School Shocked by Non-Team-Playing Résumé

Lanham, MD—Last Saturday, nearly all of the teachers at Fernwood High school bustled around the building making photocopies, preparing lessons, or interviewing prospective teachers. One applicant’s résumé quickly became the subject of gossip and tweets.

“Not a team player,” read the first item in the “Skills” section of Rebecca Seule’s résumé.

“I don’t see why anyone would list that,” commented Bruce Klop, a social studies teacher. “Obviously we want team players, so she must not want to be hired.”

“Either that, or she’s biting her thumb at us,” added English teacher Ophelia Obida. “It’s bad form, in any case.”

The principal, Ariane Waarom, suspected there was more to the story. “No one would just do that on a lark,” she insisted. “She must have some unusual purpose.” She decided to give Seule a call, just to find out what she had in mind. “At the very least, it’ll prepare us against future onslaughts,” she told herself.

When asked why she had put such unreasonable words on her résumé, Ms. Seule had a lot to say.

“Not everything is a team,” she began.  “I love working with my colleagues. I go to them with an idea, or they come to me. Sometimes this leads to some kind of collaboration or other outcome, but it doesn’t have to. Most of the time, I just enjoy hearing what they’re doing with their classes.”

“Well, I think that counts as teamwork,” Principal Waarom ventured.

“But it’s not. You see, teams pursue concrete goals together. Each member’s role contributes to the whole in a somewhat predictable way.
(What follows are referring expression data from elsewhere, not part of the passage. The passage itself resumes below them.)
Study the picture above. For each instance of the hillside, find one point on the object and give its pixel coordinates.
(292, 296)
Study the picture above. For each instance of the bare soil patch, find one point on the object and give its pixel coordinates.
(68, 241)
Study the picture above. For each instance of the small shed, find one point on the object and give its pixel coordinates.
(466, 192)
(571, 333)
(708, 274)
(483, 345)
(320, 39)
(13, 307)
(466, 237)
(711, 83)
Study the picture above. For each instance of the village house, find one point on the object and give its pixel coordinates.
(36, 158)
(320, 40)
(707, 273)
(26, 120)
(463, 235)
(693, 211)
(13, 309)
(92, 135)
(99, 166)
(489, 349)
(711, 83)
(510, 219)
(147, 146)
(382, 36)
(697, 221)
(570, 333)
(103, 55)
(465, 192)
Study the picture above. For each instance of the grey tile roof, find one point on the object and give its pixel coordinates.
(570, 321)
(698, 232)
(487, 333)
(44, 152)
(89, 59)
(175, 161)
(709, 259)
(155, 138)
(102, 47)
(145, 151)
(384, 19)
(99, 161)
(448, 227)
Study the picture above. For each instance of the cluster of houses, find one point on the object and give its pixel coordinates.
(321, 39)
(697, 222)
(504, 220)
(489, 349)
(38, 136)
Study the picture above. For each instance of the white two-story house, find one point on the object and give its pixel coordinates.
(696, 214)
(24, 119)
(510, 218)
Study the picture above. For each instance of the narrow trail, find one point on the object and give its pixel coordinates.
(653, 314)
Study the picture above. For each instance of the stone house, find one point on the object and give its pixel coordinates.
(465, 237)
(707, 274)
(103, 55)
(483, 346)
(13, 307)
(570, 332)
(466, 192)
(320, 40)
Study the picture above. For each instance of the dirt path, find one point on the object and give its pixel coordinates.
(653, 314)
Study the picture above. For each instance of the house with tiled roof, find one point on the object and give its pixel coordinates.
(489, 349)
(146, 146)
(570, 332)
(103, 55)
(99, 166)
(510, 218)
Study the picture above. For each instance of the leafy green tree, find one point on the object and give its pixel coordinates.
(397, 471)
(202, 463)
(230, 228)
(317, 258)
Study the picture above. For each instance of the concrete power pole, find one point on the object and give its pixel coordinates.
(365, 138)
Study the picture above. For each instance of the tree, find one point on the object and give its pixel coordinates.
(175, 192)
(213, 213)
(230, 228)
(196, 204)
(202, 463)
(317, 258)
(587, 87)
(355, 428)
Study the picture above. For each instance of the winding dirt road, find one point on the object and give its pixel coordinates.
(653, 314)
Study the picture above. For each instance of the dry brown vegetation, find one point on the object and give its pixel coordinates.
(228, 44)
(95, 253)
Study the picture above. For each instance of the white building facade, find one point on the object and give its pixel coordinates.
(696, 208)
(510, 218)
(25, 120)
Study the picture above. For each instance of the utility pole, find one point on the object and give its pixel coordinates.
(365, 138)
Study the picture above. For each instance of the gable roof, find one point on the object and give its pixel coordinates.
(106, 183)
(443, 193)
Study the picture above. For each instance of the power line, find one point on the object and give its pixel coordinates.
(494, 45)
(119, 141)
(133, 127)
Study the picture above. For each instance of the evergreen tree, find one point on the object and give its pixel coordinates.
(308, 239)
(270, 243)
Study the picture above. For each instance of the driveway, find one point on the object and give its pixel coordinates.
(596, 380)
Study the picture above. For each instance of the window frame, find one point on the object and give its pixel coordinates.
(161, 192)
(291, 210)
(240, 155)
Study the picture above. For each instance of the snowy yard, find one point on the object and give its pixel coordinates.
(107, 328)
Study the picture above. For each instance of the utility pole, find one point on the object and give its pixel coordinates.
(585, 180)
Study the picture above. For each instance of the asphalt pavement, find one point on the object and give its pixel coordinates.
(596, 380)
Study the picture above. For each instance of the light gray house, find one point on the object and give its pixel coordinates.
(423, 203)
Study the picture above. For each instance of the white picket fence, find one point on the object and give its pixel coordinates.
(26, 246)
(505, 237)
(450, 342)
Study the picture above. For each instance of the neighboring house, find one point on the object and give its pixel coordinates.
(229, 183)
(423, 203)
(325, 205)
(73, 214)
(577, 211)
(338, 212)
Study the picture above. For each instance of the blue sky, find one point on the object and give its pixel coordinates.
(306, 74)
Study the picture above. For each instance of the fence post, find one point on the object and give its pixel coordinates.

Take a sports team. Let’s start with the simplest kind, or rather, the most complicated kind: the duo. In doubles tennis, the two members of the team know each other’s strengths and weaknesses. They know who’s good with the long volleys and who’s good up at the net. They may work out strategies together, but they will also react instinctively to what comes at them. Still, they have one fairly simple goal: to beat the other team. A brilliant drop shot isn’t worth much, if their joint effort doesn’t hold up. Conversely, they may lack brilliant drop shots altogether yet win the game because they work well together. Bottom line: they’ve got to win repeatedly to be considered a good team.”

“That sounds an awful lot like what we’re trying to do here at Fernwood—win repeatedly,” Waarom replied. “In fact, I might bring up your analogy at a team development meeting.”

“You’re welcome to do so, but the analogy breaks down,” said Seule. “Yes, teachers have a common goal, which is to ‘win’ in some sense of the word. The problem—and this applies to many areas of education—lies in taking a part and pretending it’s the whole.”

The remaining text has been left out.